D’autre part, la variabilité de tension existe notamment au fil des années, l’âge étant le facteur de risque
principal d’HTA.
De plus, il existe un mécanisme physiologique appelé le baroréflexe à l’origine d’une variabilité
instantanée. Ce mécanisme physiologique permet en fait d’adapter la PA via le système sympathique et
parasympathique au gré des modifications environnementales (émotion, stress, caféine, tabac, certains
médicaments) en agissant sur l’activité cardiaque et le tonus vasculaire. Cette fonction de régulation est
précocement altérée chez les hypertendus.
Ces paramètres existantss, la multiplication des mesures est indispensable.
2. Erreurs liées aux appareils de mesure :
La mesure de PA au cabinet médical se fait par deux méthodes.

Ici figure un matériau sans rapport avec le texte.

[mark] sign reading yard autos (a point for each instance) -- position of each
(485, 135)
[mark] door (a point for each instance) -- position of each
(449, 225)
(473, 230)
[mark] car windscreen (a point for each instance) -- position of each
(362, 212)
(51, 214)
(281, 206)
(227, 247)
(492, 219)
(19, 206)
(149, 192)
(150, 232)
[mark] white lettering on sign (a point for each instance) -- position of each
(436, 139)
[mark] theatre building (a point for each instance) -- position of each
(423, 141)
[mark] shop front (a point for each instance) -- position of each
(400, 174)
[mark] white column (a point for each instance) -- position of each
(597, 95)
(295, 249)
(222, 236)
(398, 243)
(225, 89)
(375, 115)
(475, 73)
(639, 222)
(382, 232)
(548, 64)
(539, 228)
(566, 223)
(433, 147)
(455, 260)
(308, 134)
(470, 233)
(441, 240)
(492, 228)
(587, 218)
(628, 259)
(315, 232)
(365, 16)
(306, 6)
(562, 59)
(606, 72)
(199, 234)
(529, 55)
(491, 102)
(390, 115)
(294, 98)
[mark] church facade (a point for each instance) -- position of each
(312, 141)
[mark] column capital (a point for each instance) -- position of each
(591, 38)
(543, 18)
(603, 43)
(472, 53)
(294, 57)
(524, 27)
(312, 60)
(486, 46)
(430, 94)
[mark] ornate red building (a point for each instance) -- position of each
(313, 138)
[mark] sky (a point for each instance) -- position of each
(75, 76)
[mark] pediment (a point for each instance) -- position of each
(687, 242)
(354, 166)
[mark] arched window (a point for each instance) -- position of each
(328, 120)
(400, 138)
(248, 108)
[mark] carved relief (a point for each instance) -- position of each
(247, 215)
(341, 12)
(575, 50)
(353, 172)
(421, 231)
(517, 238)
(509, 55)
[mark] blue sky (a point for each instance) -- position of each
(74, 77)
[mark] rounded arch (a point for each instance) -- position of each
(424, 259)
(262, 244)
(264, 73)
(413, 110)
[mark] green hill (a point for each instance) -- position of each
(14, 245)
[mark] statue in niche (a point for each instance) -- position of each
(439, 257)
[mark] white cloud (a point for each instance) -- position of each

La méthode auscultatoire, la plus ancienne, consiste à détecter les bruits de Korotkoff dont le premier
audible correspond à la PAS et le dernier à la PAD. Pour cela deux types d’appareils sont utilisés:
- le sphygmomanomètre à mercure: appareil de référence, il consiste en une colonne à mercure
qui permet de lire les valeurs de PA en fonction des bruits entendus au stéthoscope.
L’avantage est qu’il donne des résultats fiables et précis et qu’il est peu sensible au dérèglement. Il est
toutefois recommandé de le vérifier tous les 12 mois.
Cependant, son utilité est limitée (voire interdite) par la plupart des autorités gouvernementales des pays
de l’UE du fait de la toxicité du mercure, et la fragilité du tube en verre en limite son transport.
6
- appareils anéroïdes: qui permettent des mesures précises d’autant que non toxiques et peuvent
être transportés. Ils nécessitent un recalibrage plus fréquent (tous les 6 mois).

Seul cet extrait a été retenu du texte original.